Virginia School Official Learned Before Shooting That Child Might Have Gun

At least one administrator at the Virginia school where a 6-year-old boy shot a teacher last week was aware the boy might have had a gun, but no weapon was found when the boy’s backpack was searched before the shooting, school officials said Friday. 

Superintendent George Parker told parents at Richneck Elementary School during a virtual meeting Thursday that a school administrator learned the boy might have had a gun, according to Michelle Price, a spokesperson for Newport News Public Schools. Virginia’s WAVY-TV first reported the information.  

The administrator has not been identified, nor is it clear how the person learned the boy might have had a gun.  

Once alerted, school officials searched the boy’s backpack but did not find the gun. Why the gun was not ultimately found at the time has not been explained. The shooting took place about 2-1/2 hours after the boy’s backpack was searched.  

Teacher Abigail Zwerner, 25, was shot a week ago by the young student. Police hailed the teacher as a hero earlier this week for managing to evacuate students from her classroom even after she had been shot.

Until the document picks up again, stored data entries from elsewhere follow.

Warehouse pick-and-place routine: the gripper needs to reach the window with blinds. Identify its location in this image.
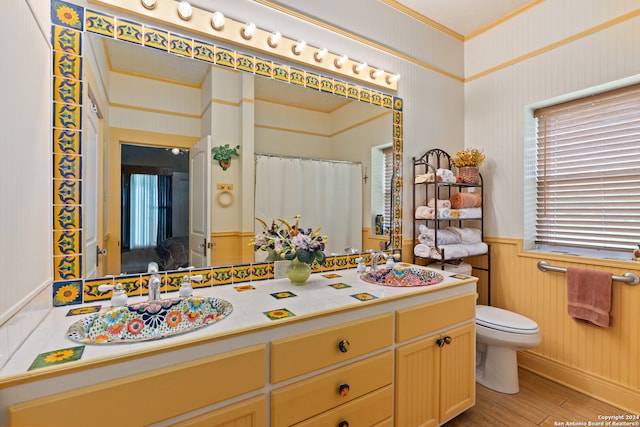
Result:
[534,84,640,250]
[382,147,393,234]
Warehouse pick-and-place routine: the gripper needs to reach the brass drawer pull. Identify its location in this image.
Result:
[338,384,350,397]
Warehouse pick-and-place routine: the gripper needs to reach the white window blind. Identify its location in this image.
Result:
[534,85,640,250]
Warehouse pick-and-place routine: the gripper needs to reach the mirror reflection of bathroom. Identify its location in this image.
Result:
[120,144,189,273]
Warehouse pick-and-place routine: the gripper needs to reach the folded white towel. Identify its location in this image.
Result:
[418,224,460,246]
[416,206,436,219]
[427,197,451,209]
[462,242,489,257]
[413,243,468,259]
[446,227,482,245]
[436,169,456,182]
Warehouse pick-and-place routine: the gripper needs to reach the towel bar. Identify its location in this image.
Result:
[538,261,640,285]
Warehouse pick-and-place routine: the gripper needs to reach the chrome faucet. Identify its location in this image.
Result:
[371,251,387,270]
[147,262,162,301]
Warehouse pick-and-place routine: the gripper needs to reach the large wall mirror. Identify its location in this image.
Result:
[54,0,402,290]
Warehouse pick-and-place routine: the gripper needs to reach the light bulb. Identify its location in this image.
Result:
[313,48,329,62]
[371,68,384,80]
[240,22,256,40]
[386,74,400,84]
[353,62,368,74]
[140,0,156,10]
[333,55,349,68]
[267,31,282,48]
[211,12,224,31]
[291,40,307,55]
[178,1,193,21]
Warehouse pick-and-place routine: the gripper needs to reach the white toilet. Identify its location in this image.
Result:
[476,305,540,394]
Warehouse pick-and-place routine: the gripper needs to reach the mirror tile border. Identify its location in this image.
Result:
[51,0,403,306]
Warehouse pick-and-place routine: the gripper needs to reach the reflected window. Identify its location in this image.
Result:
[371,144,393,235]
[122,167,172,250]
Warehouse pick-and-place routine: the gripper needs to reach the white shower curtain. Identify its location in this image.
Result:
[255,155,362,256]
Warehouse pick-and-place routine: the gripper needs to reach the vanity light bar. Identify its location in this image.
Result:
[98,0,400,91]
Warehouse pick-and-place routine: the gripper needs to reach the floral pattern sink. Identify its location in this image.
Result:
[360,263,444,287]
[67,296,233,344]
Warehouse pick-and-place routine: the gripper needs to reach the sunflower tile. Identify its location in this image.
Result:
[144,27,169,51]
[53,129,81,155]
[216,46,236,68]
[51,0,84,31]
[53,25,82,55]
[53,154,81,179]
[116,19,143,44]
[53,102,82,129]
[53,230,82,256]
[236,53,255,73]
[53,280,82,307]
[27,345,84,371]
[305,72,320,89]
[53,51,82,80]
[333,80,347,96]
[53,179,81,205]
[53,255,82,280]
[347,84,360,99]
[289,68,305,86]
[382,93,393,108]
[169,33,193,58]
[193,40,216,63]
[84,9,115,37]
[273,63,289,82]
[53,205,82,230]
[255,58,273,77]
[320,76,333,93]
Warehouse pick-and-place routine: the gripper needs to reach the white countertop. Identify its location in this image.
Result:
[0,269,470,379]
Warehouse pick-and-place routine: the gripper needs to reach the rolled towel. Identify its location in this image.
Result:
[437,208,451,218]
[445,227,482,245]
[416,206,436,219]
[450,192,482,209]
[448,208,482,219]
[427,197,451,209]
[414,172,435,184]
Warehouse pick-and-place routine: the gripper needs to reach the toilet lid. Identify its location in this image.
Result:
[476,305,539,334]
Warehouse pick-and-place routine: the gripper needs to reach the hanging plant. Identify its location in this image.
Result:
[211,144,240,170]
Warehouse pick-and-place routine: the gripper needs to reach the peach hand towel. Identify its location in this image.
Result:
[567,267,612,328]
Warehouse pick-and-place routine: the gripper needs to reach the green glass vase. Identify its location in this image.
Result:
[287,258,311,285]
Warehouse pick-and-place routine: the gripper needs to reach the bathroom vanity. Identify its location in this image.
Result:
[0,269,477,427]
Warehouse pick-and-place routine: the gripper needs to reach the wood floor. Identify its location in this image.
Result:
[445,369,627,427]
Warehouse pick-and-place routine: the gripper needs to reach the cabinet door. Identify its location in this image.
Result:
[172,395,267,427]
[439,323,476,423]
[395,335,440,427]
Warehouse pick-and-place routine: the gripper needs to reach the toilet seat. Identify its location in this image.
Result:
[476,305,540,335]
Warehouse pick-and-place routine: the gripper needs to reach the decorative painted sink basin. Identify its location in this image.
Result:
[67,296,233,344]
[360,263,444,287]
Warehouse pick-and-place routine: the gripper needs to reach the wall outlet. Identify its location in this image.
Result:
[273,261,291,279]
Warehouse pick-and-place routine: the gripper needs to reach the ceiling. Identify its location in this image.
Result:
[396,0,531,36]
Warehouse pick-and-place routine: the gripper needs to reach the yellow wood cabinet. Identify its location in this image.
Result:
[171,395,267,427]
[9,344,266,427]
[394,323,475,427]
[271,313,393,383]
[271,351,393,427]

Police said Friday that Zwerner’s last known condition was stable.  

The boy who shot Zwerner was in the custody of the Newport News Department of Human Services, police said. 

Police said the investigation was continuing and that once the prove was  complete, they would present the findings to the commonwealth’s attorney in Newport News, who would make any decision regarding possible charges against the boy’s mother. 

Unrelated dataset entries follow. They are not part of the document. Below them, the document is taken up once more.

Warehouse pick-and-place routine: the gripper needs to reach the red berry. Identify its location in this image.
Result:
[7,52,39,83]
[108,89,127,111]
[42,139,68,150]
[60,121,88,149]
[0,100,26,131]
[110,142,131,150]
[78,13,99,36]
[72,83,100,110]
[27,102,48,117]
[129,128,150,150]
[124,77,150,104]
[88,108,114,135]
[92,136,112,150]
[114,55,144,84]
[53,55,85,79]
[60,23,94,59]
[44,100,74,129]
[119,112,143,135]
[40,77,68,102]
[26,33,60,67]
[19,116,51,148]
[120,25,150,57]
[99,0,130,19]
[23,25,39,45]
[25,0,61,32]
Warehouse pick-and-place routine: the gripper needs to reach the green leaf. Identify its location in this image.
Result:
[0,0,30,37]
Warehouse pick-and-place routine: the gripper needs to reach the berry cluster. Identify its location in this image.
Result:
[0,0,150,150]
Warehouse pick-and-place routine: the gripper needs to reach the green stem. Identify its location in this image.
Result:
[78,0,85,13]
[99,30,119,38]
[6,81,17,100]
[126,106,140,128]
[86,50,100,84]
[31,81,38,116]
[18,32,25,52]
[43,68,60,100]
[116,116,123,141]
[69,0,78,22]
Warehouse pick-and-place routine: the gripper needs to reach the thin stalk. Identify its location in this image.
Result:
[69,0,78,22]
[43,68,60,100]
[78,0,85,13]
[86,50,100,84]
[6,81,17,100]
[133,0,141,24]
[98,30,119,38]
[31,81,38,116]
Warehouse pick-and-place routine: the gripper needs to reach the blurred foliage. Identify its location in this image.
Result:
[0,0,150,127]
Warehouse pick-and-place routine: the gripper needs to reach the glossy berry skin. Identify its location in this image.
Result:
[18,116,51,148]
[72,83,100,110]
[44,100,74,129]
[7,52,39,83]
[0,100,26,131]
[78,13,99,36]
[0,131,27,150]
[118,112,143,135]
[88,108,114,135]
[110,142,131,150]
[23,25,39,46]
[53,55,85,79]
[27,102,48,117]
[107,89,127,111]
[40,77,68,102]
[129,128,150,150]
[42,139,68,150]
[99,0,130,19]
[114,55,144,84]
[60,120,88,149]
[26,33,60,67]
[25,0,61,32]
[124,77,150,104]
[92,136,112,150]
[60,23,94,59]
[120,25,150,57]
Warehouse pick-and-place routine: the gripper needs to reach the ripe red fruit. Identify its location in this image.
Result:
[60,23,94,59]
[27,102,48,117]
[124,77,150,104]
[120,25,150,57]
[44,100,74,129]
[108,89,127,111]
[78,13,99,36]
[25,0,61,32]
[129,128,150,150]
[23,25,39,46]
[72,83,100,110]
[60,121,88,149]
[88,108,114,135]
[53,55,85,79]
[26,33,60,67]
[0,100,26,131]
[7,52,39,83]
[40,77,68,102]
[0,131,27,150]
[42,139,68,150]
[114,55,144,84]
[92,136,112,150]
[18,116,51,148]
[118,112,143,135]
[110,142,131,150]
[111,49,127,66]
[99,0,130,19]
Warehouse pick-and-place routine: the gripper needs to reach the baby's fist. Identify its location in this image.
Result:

The mother legally purchased the 9 mm Taurus handgun, police have said, but could face misdemeanor charges if it’s found she did not properly secure the weapon in her home. 

The boy took the handgun from his home, placed it in his backpack and removed it while Zwerner was teaching class, Newport News Police Chief Steve Drew said earlier this week. The boy pointed the gun at the teacher and fired once. Zwerner was shot through the hand and into the chest. 

After the shot, another woman who works at the school rushed into the classroom and held the boy down while Zwerner escorted the estimated 16 to 20 students out, Drew said. When the police arrived, they found the gun on the floor. 

Parker previously told reporters the school was unprepared for a 6-year-old bringing a gun to school and firing it, saying this marked only the third time since 1970 that a child age 6 or younger had discharged a weapon at a U.S. school. 

The Newport News school board announced Thursday that metal detectors would be installed in every school in the city following the shooting.